The updated guidance comes at a time when the company is expecting an impact from trade tariffs introduced by the US, economic headwinds in China, and the accelerating shift towards battery electric vehicles.
In an investor presentation, JLR also cited evolving customer expectations, tightening regulations, and technological disruption as significant risks to its profitability. “These challenges all have the potential to impact EBIT; we are focusing on building our resilience,” the company stated.
JLR, which sources over a quarter of its global sales from the U.S., had temporarily halted shipments to the market following a 25% tariff on foreign-made vehicles, imposed under the administration of President Donald Trump. In response, the company is actively redirecting supply to more accessible markets in a bid to protect margins and sustain profitability.
The automaker remains in talks with both U.S. and UK governments regarding a bilateral trade deal signed in May, which allows the UK to export up to 100,000 vehicles annually to the U.S. at a reduced tariff of 10%. JLR is also reviewing its pricing strategy in the U.S. to help mitigate the financial impact while reaffirming its commitment to the key market.

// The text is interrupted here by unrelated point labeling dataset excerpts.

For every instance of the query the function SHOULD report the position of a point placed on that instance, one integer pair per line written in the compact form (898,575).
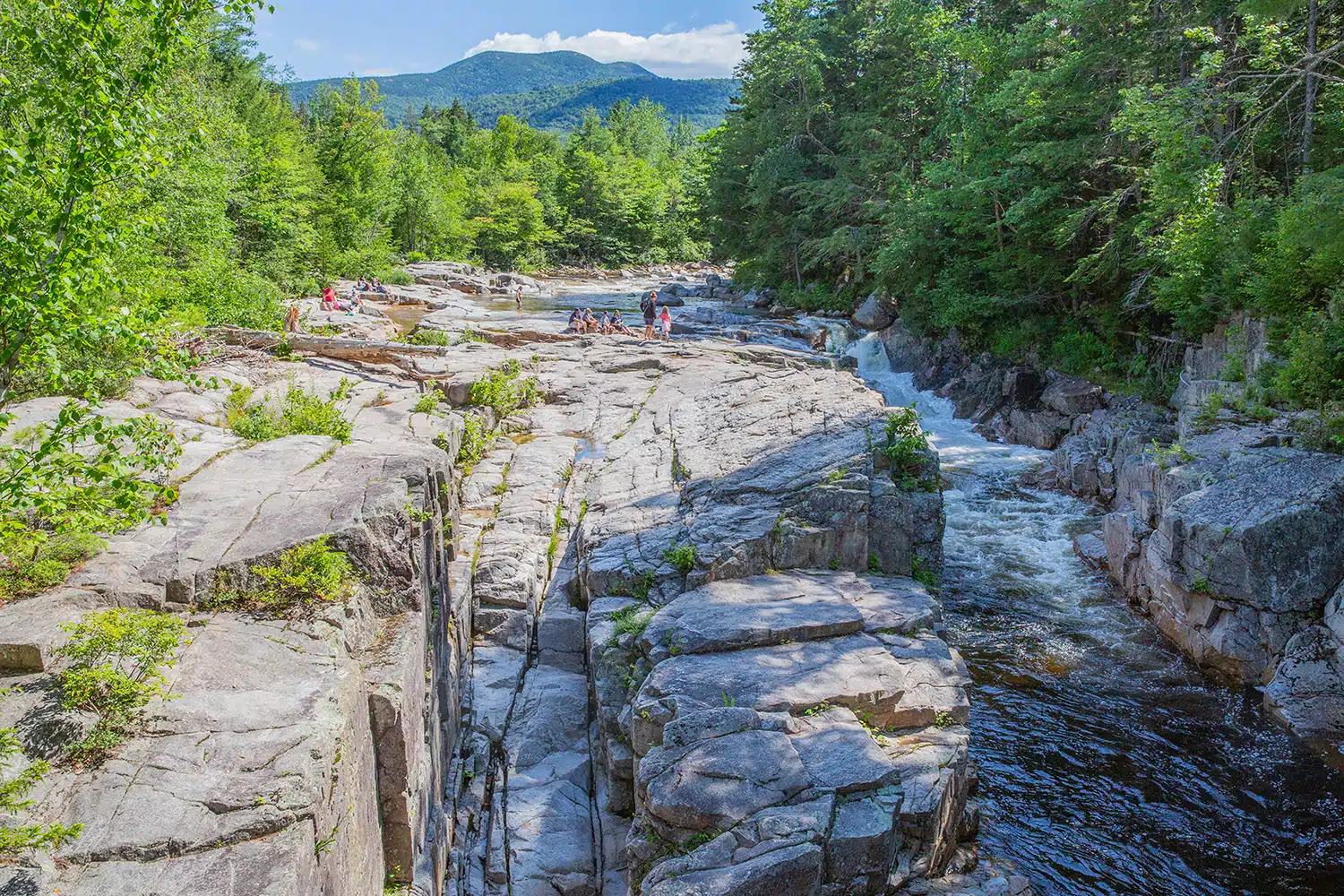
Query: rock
(712,785)
(796,869)
(839,754)
(1070,395)
(863,841)
(709,724)
(875,314)
(1306,694)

In China, despite underperformance in FY25 due to broader sectoral challenges in premium vehicle demand, JLR continues to view the region as critical for future growth.
To regain momentum, JLR is pushing forward with tailored strategies including prioritising growth in the higher segment, retail network optimisation, brand building, and venturing into different segment with the introduction of Freelander in the second half of FY26.
In FY26, the luxury carmaker expects its free cash flow to be close to zero, compared to £1.5 billion reported in the year-ago period. It expects free cash flow to improve year-on-year for FY27 and FY28.
At the end of FY25, the company’s cash balance was £4.6 billion and net cash was £278 million, with gross debt of £4.4 billion. The company reported a revenue of £29 billion in FY25, flat on year, and full year profit before tax of £2.5 billion, up 15% on year.
Despite reduction in guidance for FY26, near zero free cash flows and macroeconomic uncertainties, the company said it remains committed to its reimagine investment plan of £18 billion over FY24-28, which will be funded from operating cashflows. The majority of this investment is expected to go towards engineering, facilities and tooling.
“Enterprise transformation is critical to continuing our Reimagine journey. We are revisiting our cost position in the short-term and strengthening our resilience for the long-term. Our imperative is to drive sustainable accretive value through a portfolio of focused transformation missions,” JLR Chief Transformation and Performance Officer John Beswick said.